10/28/2008 03:43 pm ET Updated May 25, 2011

Campaign Journal: Calling Other Callers For Change

John Porter is an OffTheBus grassroots correspondent. Each week he contributes a campaign journal documenting his life out on the trail.

It amazes me that a common cause can often bring together people with such positive results. Coming together in difficult situations, whether they are hardship or a hard fought political campaign, can bring out the best in people. I witnessed this coming together on so many levels this week that it was really rejuvenating and energizing for the final leg of the presidential race.

The activity at the Campaign for Change office has been higher this week than usual, an indication that the excitement of the end of the election season is upon us. A new shipment of yard signs helped to drive much of the excitement in the office. For some reason, yard signs have been rare commodities in this area and the arrival of 400 of them set the mood for an exciting week. There were six of us working on assembling the signs, including a mother and her two grown daughters. The truth of the matter is that the seemingly endless sea of signs was made much easier by the camaraderie of the group. There was a lot of chatting and laughing and the evening seemed to pass by in a moment.

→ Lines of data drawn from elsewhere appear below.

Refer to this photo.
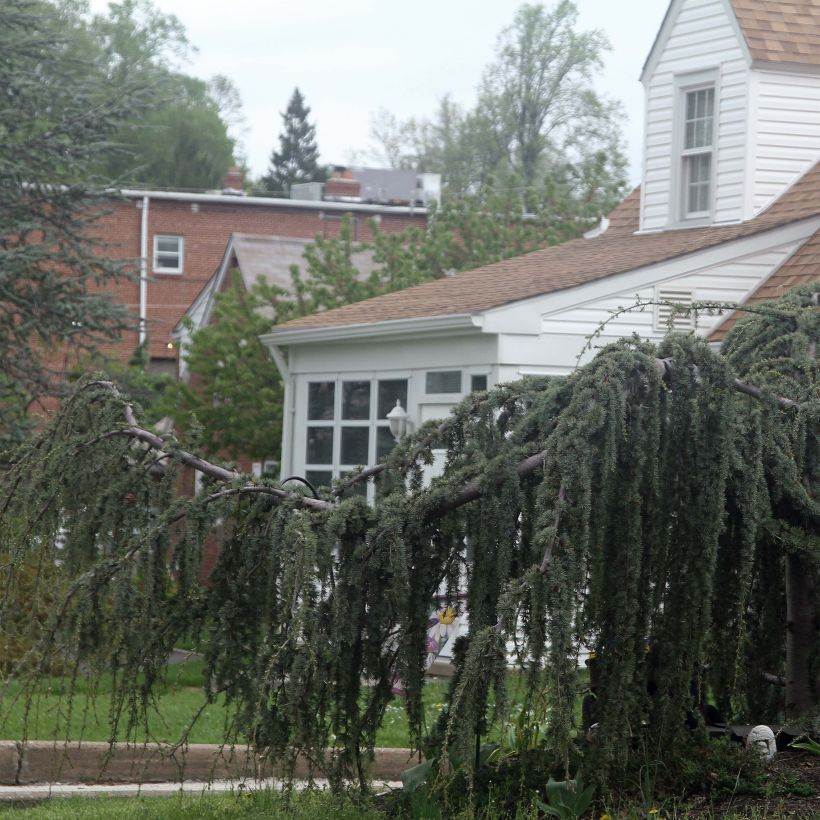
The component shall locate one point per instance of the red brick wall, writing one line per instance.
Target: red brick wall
(206, 230)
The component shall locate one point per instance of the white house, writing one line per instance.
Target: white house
(728, 210)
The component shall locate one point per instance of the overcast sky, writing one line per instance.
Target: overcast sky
(353, 57)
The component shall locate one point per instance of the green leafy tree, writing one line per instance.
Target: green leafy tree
(297, 159)
(661, 495)
(538, 125)
(57, 116)
(183, 141)
(235, 391)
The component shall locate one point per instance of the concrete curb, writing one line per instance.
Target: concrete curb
(47, 762)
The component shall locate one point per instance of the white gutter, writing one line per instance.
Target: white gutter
(144, 271)
(303, 204)
(395, 327)
(279, 361)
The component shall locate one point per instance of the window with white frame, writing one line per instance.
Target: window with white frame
(347, 426)
(697, 151)
(168, 253)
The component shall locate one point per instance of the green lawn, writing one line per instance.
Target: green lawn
(53, 716)
(313, 805)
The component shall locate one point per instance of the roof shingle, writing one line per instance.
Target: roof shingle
(802, 268)
(781, 31)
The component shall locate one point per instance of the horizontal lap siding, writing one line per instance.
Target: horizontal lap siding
(702, 38)
(730, 282)
(787, 139)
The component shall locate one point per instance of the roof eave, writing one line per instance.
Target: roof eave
(391, 328)
(311, 205)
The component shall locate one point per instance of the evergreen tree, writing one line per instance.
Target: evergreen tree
(659, 504)
(58, 116)
(297, 159)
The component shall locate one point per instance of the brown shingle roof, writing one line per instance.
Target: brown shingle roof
(781, 31)
(802, 268)
(561, 266)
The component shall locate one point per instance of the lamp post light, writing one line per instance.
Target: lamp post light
(398, 420)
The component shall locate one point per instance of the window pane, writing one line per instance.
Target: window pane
(444, 381)
(384, 443)
(319, 445)
(354, 445)
(356, 400)
(320, 401)
(391, 390)
(319, 478)
(690, 135)
(360, 488)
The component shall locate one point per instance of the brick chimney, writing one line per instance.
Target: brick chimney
(233, 182)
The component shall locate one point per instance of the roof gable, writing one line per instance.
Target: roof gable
(785, 32)
(560, 267)
(668, 24)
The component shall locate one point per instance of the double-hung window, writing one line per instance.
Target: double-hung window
(697, 151)
(168, 254)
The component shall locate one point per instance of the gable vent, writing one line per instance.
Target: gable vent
(663, 312)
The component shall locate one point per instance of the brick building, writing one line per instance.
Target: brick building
(178, 241)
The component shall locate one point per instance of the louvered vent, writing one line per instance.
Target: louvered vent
(669, 297)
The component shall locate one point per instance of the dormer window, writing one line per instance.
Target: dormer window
(699, 130)
(696, 146)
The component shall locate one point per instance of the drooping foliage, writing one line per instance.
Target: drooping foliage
(52, 279)
(647, 506)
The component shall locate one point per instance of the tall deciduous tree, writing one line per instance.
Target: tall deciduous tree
(57, 116)
(182, 141)
(297, 159)
(537, 117)
(235, 391)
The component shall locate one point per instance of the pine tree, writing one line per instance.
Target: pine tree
(297, 159)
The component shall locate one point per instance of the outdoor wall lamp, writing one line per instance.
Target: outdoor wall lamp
(398, 420)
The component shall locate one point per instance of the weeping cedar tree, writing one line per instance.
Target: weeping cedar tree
(56, 120)
(662, 496)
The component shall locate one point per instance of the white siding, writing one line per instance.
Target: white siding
(702, 37)
(728, 282)
(787, 138)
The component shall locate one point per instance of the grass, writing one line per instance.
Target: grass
(310, 805)
(86, 717)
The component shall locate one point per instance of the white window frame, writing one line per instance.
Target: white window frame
(180, 254)
(337, 468)
(682, 157)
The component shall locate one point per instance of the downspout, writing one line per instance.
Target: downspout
(144, 272)
(288, 408)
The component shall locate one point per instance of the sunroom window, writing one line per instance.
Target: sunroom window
(347, 426)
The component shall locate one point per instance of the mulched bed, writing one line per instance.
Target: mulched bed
(790, 776)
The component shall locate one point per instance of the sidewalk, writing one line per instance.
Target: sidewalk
(20, 795)
(43, 762)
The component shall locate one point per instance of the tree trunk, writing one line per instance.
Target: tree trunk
(801, 636)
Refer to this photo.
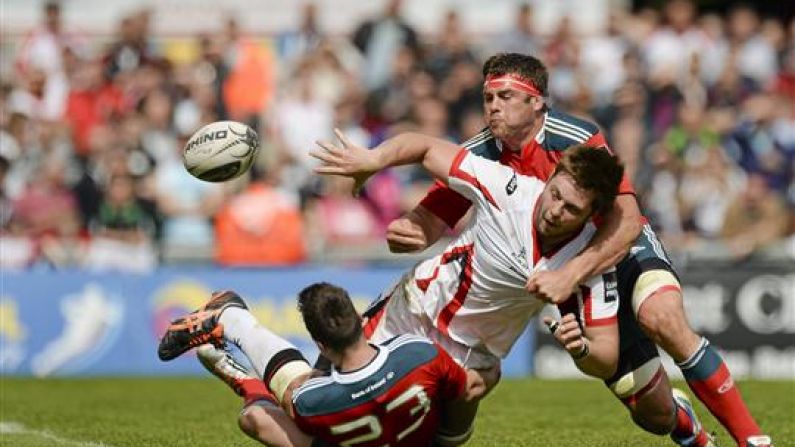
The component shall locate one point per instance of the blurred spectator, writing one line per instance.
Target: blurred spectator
(694, 104)
(187, 204)
(46, 213)
(756, 57)
(249, 86)
(260, 226)
(764, 142)
(295, 44)
(133, 48)
(392, 102)
(122, 231)
(300, 118)
(40, 61)
(755, 219)
(451, 48)
(604, 54)
(348, 222)
(92, 102)
(521, 38)
(672, 47)
(381, 40)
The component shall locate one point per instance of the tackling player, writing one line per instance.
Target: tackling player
(472, 299)
(390, 393)
(524, 133)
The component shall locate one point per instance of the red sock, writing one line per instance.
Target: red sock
(252, 390)
(711, 381)
(685, 427)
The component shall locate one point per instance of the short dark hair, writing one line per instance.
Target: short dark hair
(593, 169)
(523, 65)
(329, 316)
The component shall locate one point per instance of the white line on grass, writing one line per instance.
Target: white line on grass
(16, 428)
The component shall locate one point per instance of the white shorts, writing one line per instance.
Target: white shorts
(397, 312)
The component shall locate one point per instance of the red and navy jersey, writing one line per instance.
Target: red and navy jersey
(395, 400)
(537, 159)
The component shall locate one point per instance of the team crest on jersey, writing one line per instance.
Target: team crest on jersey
(512, 183)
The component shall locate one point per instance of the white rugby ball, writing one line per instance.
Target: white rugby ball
(220, 151)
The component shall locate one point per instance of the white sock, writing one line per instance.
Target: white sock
(257, 342)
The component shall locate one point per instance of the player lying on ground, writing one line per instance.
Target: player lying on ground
(480, 280)
(390, 393)
(524, 133)
(472, 299)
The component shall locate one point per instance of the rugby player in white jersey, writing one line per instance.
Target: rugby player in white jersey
(472, 299)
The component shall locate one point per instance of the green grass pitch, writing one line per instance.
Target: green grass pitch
(201, 412)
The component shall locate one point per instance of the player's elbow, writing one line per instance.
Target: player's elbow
(626, 211)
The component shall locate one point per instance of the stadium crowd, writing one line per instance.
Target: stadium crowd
(700, 107)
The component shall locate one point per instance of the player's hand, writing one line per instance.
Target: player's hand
(405, 236)
(568, 333)
(348, 160)
(551, 286)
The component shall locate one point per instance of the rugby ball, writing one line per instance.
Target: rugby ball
(220, 151)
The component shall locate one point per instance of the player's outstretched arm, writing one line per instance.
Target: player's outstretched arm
(349, 160)
(415, 231)
(595, 352)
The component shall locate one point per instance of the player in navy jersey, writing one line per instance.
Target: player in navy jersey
(524, 133)
(472, 299)
(390, 393)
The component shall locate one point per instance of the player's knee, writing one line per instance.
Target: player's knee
(658, 420)
(252, 421)
(445, 438)
(661, 317)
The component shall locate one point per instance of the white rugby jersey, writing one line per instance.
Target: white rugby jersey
(475, 291)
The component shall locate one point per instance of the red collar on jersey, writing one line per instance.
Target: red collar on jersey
(514, 81)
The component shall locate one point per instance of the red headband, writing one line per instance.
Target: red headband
(513, 81)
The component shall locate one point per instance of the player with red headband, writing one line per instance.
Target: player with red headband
(524, 133)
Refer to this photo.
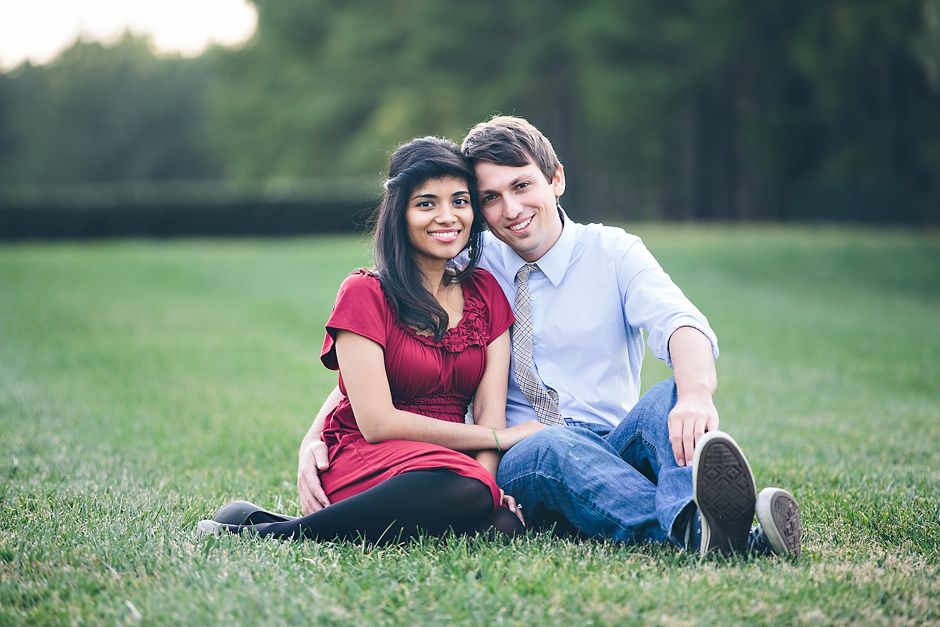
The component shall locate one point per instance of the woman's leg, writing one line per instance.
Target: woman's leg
(426, 501)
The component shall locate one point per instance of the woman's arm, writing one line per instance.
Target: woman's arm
(489, 402)
(362, 364)
(312, 458)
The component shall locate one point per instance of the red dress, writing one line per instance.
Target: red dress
(427, 377)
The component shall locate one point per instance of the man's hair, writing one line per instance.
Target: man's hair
(508, 140)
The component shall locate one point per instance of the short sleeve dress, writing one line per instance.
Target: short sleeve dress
(428, 377)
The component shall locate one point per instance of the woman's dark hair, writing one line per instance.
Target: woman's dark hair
(411, 165)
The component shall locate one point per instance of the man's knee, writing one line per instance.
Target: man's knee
(545, 452)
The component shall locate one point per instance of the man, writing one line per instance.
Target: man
(609, 464)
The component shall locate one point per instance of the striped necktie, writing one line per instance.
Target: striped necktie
(544, 400)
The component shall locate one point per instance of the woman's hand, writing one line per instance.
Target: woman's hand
(510, 503)
(513, 435)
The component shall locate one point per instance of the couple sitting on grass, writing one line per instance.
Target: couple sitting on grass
(536, 325)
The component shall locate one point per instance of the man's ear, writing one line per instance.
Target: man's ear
(558, 181)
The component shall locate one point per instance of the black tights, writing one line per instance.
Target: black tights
(422, 502)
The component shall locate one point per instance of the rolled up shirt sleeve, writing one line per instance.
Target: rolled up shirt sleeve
(653, 302)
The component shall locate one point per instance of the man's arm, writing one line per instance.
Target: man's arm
(312, 459)
(693, 366)
(679, 335)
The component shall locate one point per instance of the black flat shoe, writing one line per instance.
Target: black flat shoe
(244, 513)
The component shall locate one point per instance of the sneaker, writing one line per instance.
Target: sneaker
(724, 492)
(780, 529)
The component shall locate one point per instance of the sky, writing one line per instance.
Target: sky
(39, 29)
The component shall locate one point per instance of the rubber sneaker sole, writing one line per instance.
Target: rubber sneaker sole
(779, 517)
(724, 491)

For a change up from the usual phone canvassing of voters in the area, I accepted an invitation from the National Call Team group on the Obama campaign site to make calls to people who have assisted the campaign in the past. My job was to call volunteers who had used the online call tool, thank them for their previous help, and ask them to continue using the tool this week. It was refreshing to speak with supporters, and even more refreshing to hear support from the other end of the line.

"Hi, my name is John and I'm calling on behalf of the Barack Obama presidential campaign," I said when the contact identified herself.

"Wow! That's great!" the woman said. "It is good to hear from a fellow supporter. Thanks for what you are doing."

Taken off guard for a moment, I answered back, "Well, that was what I was calling about. I was calling to thank you for helping with the campaign, and encourage you to continue your great work for the coming week."

Hearing the gratitude coming from the other end was a great uplifting moment. I feel that it serves as some sort of testament to the positive nature of the ground campaign the country over. Imagine two volunteers, one in West Virginia, one in California, connecting through the simple act of phone banking and the exchange of mutual gratitude.

The excitement was pumped up at our campaign office by a visit from our Congressional representatives. Both Senator Jay Rockefeller and Congressman Nick Rahall were on hand for a rally at the Democratic headquarters this past Saturday. It is very telling that, though both men are facing their own reelection campaigns, they devote much of their campaign time to supporting the presidential bid of Barack Obama. The crowd of nearly 200 got cozy in the headquarters for the speeches given by both candidates.

Rep. Rahall poses with me and my friend/fellow volunteer Crystal.

Senator Rockefeller was generous with his praise of Barack Obama. He poignantly stated that this time in our history calls for a leader who is "intelligent" and "eloquent", both for our current economic crisis and our place in global community. He compared our current situation to the one that the American people faced during the election of 1932, where the citizens needed a president to tackle the dire economic crisis of the Great Depression. Roosevelt stood up to the challenge, stating in his nomination acceptance address "Throughout the nation men and women, forgotten in the political philosophy of the Government, look to us here for guidance and for more equitable opportunity to share in the distribution of national wealth... I pledge you, I pledge myself to a new deal for the American people... This is more than a political campaign. It is a call to arms." It took a dramatic shift in the American political landscape to overcome the troubles of that era, and a dramatic shift appears to be in the works as the answer to our current issues.

The energy and devotion to change that we are experiencing here in West Virginia is no doubt happening the country over. As we approach the final week before the election, we all are coming together to work for the common good. We are all coming together to affect change. We are the owners of our own fates, and for the next week, the fate of the country is resting squarely in the hands of Americans. If the hopefulness and positivity of the volunteers working to get Barack Obama elected is any indication of the next four years, we are definitely in for the change that we truly do need in this country.